To hear him talk about his art in critical, analytical terms is to understand his craving to be taken seriously. The music ultimately tends to excuse the pretension.

What rock music promised, he says, is “the never-ending now.” The three minutes spent inside a pop song represent a heightened state of living. He sounds like he’s in pursuit of some Greek form, the ideal of his art.

After a forced hiatus and legal problems with his former manager (detailed in the film), the fourth album represented a shift, Springsteen says.

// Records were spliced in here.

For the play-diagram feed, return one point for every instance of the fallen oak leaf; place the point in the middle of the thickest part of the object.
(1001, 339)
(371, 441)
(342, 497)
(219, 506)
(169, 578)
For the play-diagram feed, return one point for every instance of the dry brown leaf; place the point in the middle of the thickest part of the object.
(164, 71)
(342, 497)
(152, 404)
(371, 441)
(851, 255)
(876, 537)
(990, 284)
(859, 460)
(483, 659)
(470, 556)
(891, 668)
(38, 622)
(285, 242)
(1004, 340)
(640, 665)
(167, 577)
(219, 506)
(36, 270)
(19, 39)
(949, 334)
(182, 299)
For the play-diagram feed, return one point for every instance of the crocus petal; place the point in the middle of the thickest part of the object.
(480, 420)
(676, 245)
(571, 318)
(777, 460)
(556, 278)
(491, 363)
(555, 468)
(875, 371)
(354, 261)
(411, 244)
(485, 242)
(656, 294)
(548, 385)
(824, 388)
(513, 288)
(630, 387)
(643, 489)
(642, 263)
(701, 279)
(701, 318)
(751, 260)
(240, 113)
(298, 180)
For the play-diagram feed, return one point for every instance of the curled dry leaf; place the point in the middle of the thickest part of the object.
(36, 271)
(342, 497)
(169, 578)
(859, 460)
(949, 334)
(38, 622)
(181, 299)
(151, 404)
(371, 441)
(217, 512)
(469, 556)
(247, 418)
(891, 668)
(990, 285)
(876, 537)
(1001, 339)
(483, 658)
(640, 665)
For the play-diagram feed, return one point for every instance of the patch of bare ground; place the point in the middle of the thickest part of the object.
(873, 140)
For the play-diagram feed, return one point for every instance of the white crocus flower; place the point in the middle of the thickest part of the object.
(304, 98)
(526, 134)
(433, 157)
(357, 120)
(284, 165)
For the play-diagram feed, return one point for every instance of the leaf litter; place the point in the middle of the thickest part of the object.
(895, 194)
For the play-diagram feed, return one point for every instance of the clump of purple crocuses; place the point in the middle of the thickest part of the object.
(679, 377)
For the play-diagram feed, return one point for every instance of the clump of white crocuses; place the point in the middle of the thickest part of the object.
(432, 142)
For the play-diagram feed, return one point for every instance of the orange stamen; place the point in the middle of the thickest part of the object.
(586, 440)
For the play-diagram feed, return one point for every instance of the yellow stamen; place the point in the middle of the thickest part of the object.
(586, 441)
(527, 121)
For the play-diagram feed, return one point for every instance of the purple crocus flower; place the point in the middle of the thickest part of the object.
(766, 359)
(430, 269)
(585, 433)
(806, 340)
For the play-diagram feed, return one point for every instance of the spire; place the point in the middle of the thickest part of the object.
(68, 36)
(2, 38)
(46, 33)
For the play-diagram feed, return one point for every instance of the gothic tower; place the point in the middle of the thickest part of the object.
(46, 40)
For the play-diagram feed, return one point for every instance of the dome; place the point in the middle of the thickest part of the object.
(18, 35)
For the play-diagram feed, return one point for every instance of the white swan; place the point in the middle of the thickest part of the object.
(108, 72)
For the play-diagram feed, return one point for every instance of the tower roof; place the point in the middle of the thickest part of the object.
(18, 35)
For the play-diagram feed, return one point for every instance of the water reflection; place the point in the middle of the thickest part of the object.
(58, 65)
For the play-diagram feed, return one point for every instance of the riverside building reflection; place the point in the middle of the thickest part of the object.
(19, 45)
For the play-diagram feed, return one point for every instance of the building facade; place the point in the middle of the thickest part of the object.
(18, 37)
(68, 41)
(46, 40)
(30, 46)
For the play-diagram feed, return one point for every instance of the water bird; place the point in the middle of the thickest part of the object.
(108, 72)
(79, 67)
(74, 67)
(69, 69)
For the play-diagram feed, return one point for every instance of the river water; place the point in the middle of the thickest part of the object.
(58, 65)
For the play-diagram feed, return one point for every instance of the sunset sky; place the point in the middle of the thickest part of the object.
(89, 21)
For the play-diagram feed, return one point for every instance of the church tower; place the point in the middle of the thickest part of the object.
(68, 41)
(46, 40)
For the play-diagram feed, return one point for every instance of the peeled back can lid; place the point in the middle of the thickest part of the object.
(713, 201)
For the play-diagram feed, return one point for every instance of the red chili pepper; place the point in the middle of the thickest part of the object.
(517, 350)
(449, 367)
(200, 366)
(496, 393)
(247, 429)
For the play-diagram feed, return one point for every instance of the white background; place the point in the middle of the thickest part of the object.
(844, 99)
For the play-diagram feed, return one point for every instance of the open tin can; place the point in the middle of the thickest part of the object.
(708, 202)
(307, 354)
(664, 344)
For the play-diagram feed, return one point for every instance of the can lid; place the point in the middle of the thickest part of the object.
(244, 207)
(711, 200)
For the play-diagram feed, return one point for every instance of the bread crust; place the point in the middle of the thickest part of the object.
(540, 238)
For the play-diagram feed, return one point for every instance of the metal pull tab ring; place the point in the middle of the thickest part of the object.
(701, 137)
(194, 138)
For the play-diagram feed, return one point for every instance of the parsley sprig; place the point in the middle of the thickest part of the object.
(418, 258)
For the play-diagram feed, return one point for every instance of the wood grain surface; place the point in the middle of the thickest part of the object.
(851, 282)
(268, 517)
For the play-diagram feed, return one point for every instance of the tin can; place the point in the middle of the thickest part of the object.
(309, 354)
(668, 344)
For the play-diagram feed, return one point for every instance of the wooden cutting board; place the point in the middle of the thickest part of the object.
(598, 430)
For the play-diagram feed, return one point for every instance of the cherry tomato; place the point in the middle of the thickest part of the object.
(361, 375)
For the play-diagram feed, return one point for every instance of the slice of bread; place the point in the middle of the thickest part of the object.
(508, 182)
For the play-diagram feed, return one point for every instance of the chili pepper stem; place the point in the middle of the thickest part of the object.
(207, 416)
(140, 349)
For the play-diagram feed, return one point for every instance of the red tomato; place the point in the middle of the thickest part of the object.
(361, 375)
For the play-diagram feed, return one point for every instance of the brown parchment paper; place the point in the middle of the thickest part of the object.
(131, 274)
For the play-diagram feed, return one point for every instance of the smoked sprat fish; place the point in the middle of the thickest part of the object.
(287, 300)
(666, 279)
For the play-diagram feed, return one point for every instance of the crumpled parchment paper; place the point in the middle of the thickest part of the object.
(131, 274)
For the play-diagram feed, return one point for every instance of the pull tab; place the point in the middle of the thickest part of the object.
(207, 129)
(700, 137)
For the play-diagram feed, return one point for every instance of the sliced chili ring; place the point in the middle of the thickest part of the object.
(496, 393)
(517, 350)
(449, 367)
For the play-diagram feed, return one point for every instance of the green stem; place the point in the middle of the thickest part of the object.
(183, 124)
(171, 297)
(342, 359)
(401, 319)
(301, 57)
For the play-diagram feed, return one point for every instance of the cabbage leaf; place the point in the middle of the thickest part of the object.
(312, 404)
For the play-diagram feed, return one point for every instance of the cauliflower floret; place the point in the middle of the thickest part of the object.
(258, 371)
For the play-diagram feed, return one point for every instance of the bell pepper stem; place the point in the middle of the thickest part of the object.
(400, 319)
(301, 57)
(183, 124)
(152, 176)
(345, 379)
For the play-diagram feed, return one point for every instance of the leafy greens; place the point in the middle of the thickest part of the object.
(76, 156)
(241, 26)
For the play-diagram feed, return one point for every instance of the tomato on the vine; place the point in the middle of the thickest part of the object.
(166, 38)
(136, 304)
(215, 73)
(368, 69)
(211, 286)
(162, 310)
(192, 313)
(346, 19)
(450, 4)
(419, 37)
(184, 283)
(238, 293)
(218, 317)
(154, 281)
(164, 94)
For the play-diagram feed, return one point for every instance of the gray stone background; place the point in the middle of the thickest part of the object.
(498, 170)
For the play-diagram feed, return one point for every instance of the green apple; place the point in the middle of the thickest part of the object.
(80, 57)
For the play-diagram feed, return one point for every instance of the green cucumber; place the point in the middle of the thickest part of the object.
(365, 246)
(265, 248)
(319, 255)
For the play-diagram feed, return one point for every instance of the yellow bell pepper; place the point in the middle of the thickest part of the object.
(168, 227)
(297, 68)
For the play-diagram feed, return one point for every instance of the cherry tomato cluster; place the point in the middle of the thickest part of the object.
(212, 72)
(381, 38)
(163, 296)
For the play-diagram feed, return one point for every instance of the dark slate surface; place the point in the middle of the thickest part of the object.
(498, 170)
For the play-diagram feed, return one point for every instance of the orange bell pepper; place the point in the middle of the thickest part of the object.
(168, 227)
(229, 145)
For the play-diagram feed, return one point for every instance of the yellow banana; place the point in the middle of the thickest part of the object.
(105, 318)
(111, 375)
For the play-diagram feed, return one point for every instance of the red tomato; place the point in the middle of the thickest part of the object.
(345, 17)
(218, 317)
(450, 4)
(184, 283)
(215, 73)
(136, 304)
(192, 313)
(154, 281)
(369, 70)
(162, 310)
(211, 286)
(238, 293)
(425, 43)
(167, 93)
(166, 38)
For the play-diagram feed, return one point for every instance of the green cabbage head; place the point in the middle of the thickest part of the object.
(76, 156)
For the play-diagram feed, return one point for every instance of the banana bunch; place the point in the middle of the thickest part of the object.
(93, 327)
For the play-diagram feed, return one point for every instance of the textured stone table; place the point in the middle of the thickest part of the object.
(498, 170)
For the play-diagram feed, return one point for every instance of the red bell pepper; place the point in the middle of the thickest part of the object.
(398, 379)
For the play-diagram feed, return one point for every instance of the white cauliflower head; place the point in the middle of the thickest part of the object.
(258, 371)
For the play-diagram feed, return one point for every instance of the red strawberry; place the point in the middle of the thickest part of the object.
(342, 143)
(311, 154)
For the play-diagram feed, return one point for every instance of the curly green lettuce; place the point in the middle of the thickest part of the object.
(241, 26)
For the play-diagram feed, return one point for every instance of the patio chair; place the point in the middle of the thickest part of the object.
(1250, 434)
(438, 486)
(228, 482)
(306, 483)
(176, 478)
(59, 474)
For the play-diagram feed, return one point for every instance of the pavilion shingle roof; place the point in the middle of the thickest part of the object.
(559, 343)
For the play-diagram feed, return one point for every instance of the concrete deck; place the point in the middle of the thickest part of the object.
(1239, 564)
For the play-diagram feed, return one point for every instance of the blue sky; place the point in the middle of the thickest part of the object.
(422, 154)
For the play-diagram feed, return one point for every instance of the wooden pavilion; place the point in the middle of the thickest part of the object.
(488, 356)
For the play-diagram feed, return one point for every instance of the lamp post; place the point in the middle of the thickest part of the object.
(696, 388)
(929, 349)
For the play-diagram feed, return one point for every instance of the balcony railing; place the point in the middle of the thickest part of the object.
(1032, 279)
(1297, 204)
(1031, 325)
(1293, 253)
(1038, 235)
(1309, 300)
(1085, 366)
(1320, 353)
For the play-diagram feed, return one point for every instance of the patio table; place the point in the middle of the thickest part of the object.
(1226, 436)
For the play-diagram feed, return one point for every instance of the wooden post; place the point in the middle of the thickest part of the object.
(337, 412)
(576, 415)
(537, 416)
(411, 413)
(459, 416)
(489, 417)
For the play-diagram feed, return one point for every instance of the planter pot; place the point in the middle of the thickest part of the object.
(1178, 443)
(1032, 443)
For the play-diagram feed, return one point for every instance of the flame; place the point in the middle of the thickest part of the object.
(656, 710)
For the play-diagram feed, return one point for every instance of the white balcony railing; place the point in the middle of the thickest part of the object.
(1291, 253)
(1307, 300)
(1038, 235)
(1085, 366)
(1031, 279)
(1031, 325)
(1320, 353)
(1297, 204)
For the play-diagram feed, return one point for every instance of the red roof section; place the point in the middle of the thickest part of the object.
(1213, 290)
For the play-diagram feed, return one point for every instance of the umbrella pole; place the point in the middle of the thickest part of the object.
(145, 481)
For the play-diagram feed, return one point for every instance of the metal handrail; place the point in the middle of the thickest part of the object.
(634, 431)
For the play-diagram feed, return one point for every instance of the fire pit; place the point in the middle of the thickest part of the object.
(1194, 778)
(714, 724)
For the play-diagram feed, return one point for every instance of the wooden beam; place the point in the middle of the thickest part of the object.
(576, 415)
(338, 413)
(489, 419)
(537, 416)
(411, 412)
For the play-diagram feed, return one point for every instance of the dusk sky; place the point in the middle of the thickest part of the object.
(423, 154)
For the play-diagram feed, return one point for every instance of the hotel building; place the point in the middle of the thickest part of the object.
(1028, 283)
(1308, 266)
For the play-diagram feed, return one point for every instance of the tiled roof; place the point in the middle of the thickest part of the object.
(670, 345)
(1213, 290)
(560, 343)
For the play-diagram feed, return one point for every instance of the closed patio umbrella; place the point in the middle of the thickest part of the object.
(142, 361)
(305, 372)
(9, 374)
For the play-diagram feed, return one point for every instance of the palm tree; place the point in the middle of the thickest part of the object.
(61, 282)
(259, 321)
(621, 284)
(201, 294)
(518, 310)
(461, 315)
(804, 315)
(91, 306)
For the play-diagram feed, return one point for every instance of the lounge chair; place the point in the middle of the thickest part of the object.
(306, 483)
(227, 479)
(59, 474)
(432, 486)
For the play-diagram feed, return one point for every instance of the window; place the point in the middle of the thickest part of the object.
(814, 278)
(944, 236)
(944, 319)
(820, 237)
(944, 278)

He was “developing an artistic intelligence instead of instinct.”

His prolific output at the time amazed and frustrated his bandmates. “Bruce would write five songs to get one,” Clarence Clemons notes. Rough drafts and notebooks full of lyrics are displayed as proof.

Apparently we are in a time of rock-artist naval-gazing.

Springsteen calls his album “a tone poem.” The 2006 film on Bob Dylan by Martin Scorsese, “No Direction Home,” which aired on PBS, similarly studied the poet at work with pen and paper as much as with guitar and harmonica. Next month, John Lennon gets the same treatment on PBS, posthumously recounting his New York City period.

Our rock legends are being studied as serious thinkers. The archives are opening on these singer-songwriters and the heady results can be quite different than the visceral, gut-grabbing music.

The films may not win them new fans, but they could earn them new respect.